The local import of extract_routed_experts_from_meta_info inside the generate method can lead to a runtime ImportError if this function is not available in the installed sglang version. This can make debugging difficult as the dependency is not explicit at the module level. It's better to handle this dependency explicitly.

Consider moving the import to the top of the file and wrapping it in a try...except block.
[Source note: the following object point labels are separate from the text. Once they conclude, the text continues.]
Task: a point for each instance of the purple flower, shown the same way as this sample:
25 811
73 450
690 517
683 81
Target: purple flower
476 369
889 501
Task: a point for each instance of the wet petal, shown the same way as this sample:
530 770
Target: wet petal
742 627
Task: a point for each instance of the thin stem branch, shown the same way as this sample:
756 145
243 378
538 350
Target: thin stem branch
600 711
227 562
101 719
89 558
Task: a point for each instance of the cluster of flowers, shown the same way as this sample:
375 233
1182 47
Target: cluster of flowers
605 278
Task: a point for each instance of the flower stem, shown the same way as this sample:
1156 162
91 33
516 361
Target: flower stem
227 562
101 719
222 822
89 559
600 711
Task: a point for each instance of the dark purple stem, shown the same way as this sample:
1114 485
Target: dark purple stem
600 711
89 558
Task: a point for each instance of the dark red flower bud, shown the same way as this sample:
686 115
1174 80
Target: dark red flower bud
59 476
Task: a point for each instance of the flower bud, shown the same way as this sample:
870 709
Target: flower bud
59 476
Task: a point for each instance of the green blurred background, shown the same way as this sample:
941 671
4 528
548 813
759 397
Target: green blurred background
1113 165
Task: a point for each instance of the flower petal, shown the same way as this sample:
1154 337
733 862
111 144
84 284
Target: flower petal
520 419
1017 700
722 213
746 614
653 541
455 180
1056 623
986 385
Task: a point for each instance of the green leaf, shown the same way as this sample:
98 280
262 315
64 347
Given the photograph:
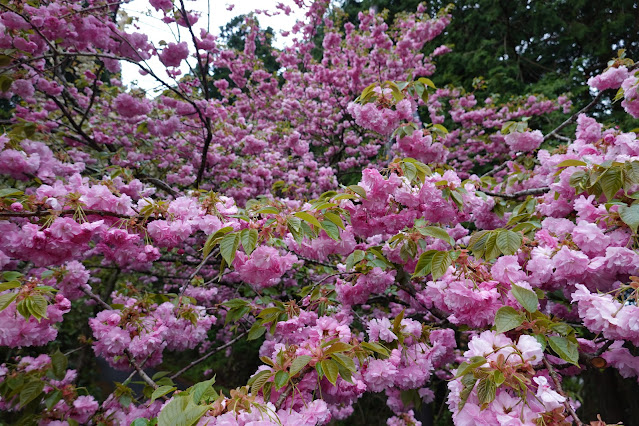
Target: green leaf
53 398
630 216
308 218
507 318
249 240
331 370
508 242
267 210
299 363
10 192
331 229
491 251
200 389
358 190
161 391
228 247
181 411
13 275
611 182
338 347
440 263
541 339
526 298
235 303
37 306
424 263
436 232
335 219
280 379
256 331
9 285
567 350
467 367
213 239
426 82
346 361
31 391
477 243
375 347
59 363
258 381
486 390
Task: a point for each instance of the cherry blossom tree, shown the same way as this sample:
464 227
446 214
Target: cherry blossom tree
330 211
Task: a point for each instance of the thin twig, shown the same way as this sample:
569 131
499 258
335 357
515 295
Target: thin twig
555 379
206 356
525 192
41 213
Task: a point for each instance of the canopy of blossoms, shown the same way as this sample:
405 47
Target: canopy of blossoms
231 210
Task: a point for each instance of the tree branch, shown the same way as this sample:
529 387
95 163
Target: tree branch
555 379
207 355
514 195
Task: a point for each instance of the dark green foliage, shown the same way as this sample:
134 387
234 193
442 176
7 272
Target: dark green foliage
548 47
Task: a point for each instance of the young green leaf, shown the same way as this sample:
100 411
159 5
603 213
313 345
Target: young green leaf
526 298
507 318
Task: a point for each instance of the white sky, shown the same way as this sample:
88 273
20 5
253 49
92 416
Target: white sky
149 23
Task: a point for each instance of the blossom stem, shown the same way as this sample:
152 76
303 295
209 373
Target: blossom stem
555 379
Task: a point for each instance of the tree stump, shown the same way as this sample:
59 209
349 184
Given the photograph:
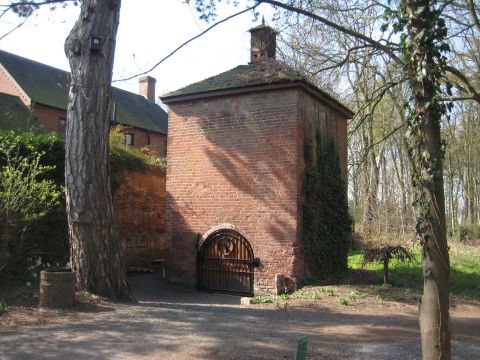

This makes the dependency clear and allows for a more graceful failure if the required sglang version is not installed.

You can add the following at the top of the file:

try:
    from sglang.srt.layers.moe.routed_experts_capturer import extract_routed_experts_from_meta_info
except ImportError:
    extract_routed_experts_from_meta_info = None

Then, you can modify the logic in generate to check if the import was successful:

Suggested change
else:
from sglang.srt.layers.moe.routed_experts_capturer import extract_routed_experts_from_meta_info
routed_experts = extract_routed_experts_from_meta_info(output).reshape(
-1, self.model_config.hf_config.num_hidden_layers, self.model_config.hf_config.num_experts_per_tok
)
else:
if extract_routed_experts_from_meta_info is None:
raise ImportError(
"`extract_routed_experts_from_meta_info` is not available. "
"Please check your sglang installation or version."
)
routed_experts = extract_routed_experts_from_meta_info(output).reshape(
-1, self.model_config.hf_config.num_hidden_layers, self.model_config.hf_config.num_experts_per_tok
)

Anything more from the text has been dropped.